Miris! Dunia Zakat RI Ikut Disusupi `Mafia`

Reporter : Syahid Latif
Jumat, 29 Agustus 2014 09:30
Miris! Dunia Zakat RI Ikut Disusupi `Mafia`
Tak hanya di bidang migas dan hukum, para mafia juga bergentayangan di aktivitas pengumpulan zakat. Bagaimana cara mereka beroperasi?

Dream - Masyarakat selama ini mungkin hanya mengenal istilah mafia Migas ataupun mafia hukum. Tapi siapa sangka, kehadiran mafia juga kerap muncul dalam aktivitas keagamaan khususnya zakat

Temuan miris ini disampaikan Badan Amil Zakat Nasional (Baznas) yang mengaku masih melihat adanya mafia-mafia zakat yang mengambil zakat dari banyak lembaga penyalur zakat. 

" Ada saja mafia mustahik (orang yang menerima zakat), jadi dia ambil zakat di sini, lalu dia ambil zakat lagi di tempat lain," ujar Staf Ahli Bidang Penelitian dan Kerjasama Internasional Baznas, Irfan Syauqi Beik di Gedung Bank Indonesia, Jakarta, Kamis, 28 Agustus 2014.

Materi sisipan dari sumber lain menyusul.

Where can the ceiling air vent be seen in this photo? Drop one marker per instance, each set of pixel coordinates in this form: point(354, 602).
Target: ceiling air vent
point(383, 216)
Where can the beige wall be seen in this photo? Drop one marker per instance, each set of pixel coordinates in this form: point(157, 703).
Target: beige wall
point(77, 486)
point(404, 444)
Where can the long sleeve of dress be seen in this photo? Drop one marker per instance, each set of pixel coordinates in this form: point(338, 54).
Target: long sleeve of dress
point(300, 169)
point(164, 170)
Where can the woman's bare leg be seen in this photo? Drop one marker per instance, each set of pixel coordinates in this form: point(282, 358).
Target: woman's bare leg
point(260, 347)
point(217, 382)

Menurut Irfan, pengelolaan zakat selama ini tidaklah sesederhana yang dipikirkan sebagian masyarakat. Pengelola zakat harus senantiasa memperhatikan berbagai ketentuan hukum agar proses berjalan efektif.

Bahkan, Baznas mengaku senantiasa berkoordinasi dengan pihak bank untuk mengintegrasikan data penerima zakat ini. 

Irfan menjelaskan penerima zakat prioritas bagi Baznas adalah penduduk yang memiliki penghasilan Rp 292 ribu/bulan. Sementara muslim yang wajib mengeluarkan zakat (muzakki) adalah mereka yang mempunya standar penghasilan Rp 3,48 juta per bulan. 

" Namun, di antara Rp 1 juta- Rp 3,48 juta tidak masuk penerima prioritas karena dari data BPS masih ada 28,5 juta jiwa yang memiliki penghasilan Rp 292 ribu/bulan/orang," ungkapnya.

Data Baznas menemukan setidaknya ada sekitar 21,11 persen penerima zakat yang sudah dibebaskan dari garis kemiskinan. Zakat yang diberikan sepenuhnya diupayakan bisa meningkatkan produktivitas penerima zakat.

" Esensi Zakat bukan sekadar bagi-bagi, tapi bagaimana penerima zakat itu bisa naik kelas jadi tidak menjadi penerima terus, ini yang coba kita dorong," tandasnya.